Other limitations are related with the method used and the deforestation process itself: Deforestation is a complex process that depends on interacting environmental, social, economic and, cultural drivers. Some of them cannot be used into the model because they are unable to be mapped. Moreover, the GWR uses municipality information to explain deforestation but is unable to take into account shifting effects (deforestation in a given municipality is due to the actions from inhabitants from other municipalities) and effects at different scale (as the GWR use the same bandwidth for all the explanatory variables). It is worth noting that some drivers cannot act with very fuzzy spatial pattern or no pattern at all (e.g. global economy effect such as import/export of agriculture goods).

It is likely that the effect of a driver on a given region is related to the time such driver has been shaping the landscape and that different drivers have affect at different temporal and spatial scales, which makes the interpretation of the results difficult. Considering the rate of deforestation during different past periods of time will enable us to analyze the dynamic of deforestation in its temporal and spatial dimensions.

In this study, a special attention has been paid to evaluate and avoid collinearity removing the offending explanatory variables. However, the strategy of removing an explanatory variable is not ideal, particularly when only a local collinearity effect is present, because it limits the number of useful explanatory variables in the regression model due to the high correlation existing between spatial variables. An alternative strategy is to use models with a locally-compensated ridge term [13]. Other alternative GWR models are robust models to identify and reduce the effect of outliers and, mixed models which are able to manage some explanatory variables as constant over space (or stationary) and other as local (non-stationary). In future researches, alternative deforestation rates will be also computed, new explanatory variables such as land tenure will be integrated into the model and, a workshop will be organized to carry out deep interpretation of the results.

5 Conclusions

The results we obtained clearly show the advantages of a local approach such theGWR models over a global one, to evaluate drivers’ effect on LUCC processes as deforestation over such a diverse and complex territory as Mexico. The GWR model enabled us to describe spatial relationships between drivers and deforestation. Local models gave a much better explanation of deforestation patterns than the average changes identified by global models such as global regression models.

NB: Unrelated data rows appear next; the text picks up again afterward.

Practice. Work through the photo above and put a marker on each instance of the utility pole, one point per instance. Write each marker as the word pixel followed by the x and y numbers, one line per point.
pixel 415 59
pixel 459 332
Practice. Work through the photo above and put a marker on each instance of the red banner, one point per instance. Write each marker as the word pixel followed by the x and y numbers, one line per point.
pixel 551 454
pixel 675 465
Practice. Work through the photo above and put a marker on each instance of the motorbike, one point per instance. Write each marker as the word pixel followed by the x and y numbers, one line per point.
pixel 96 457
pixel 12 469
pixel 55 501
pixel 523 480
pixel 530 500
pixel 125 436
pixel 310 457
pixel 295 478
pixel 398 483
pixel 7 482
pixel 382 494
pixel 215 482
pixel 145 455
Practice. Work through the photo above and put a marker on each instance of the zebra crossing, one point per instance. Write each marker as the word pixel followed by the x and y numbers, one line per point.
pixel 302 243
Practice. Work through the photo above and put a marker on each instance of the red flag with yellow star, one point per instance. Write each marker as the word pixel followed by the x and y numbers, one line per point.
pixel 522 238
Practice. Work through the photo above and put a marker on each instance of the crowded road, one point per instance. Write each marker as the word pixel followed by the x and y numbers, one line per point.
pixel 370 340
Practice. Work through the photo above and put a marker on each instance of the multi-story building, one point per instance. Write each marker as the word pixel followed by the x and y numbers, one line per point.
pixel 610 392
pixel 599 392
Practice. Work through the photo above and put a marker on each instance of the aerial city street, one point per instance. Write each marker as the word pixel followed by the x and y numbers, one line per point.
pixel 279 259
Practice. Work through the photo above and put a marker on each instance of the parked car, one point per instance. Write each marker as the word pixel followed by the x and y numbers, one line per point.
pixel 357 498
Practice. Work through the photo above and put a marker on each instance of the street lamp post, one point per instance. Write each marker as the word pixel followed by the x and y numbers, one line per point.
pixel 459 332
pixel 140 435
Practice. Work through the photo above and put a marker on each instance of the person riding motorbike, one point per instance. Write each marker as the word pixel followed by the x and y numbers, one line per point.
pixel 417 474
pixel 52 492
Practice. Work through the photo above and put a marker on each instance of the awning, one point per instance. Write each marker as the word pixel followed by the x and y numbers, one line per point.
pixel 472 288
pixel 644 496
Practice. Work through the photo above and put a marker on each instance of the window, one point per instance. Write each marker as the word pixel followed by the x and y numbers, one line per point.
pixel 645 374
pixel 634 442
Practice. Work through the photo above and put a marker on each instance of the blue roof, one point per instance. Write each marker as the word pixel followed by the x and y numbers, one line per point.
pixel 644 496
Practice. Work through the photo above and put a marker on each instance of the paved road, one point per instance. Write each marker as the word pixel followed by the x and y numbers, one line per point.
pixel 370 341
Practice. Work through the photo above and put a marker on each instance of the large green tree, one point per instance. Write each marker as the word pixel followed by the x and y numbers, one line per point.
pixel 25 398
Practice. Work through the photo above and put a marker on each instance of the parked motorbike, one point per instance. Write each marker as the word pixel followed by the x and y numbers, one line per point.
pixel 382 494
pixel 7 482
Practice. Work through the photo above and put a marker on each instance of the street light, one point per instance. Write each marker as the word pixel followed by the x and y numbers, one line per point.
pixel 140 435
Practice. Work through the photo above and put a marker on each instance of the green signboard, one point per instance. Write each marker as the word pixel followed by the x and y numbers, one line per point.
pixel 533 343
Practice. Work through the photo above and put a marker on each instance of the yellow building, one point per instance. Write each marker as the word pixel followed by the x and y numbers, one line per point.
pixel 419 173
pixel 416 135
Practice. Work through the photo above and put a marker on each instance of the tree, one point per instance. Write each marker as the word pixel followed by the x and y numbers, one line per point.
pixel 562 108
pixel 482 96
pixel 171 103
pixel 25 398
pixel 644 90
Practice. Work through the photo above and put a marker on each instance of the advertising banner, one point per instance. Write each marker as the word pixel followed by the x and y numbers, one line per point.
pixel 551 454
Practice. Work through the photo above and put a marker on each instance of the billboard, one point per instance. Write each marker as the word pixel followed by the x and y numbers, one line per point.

GWR models can be useful in different types of LUCC study. The exploration of space can help account for differences between regions not captured by standard global measures and thus explain causes of LUCC in different areas. However, the interpretation of the maps of regression estimates is not an easy task and need to be supported by a profound knowledge of the area and of its history. In this regard, GWR offers an attractive visual tool to motivate discussion among specialists from different fields of knowledge (e.g. geographers, anthropologists, economists) and to communicate scientific results with policy-makers and general public. GWR can also be useful in policy design and assessment. Different governmental policies and interventions for deforestation reduction may be appropriate in different areas; depending on local conditions. Therefore the design of locally sensitive policies is likely to be more efficient than nation-wide policies. Alternatively, GWR can be used to evaluate the success of a given policy already in place by determining areas where the intervention was more successful and eventually why.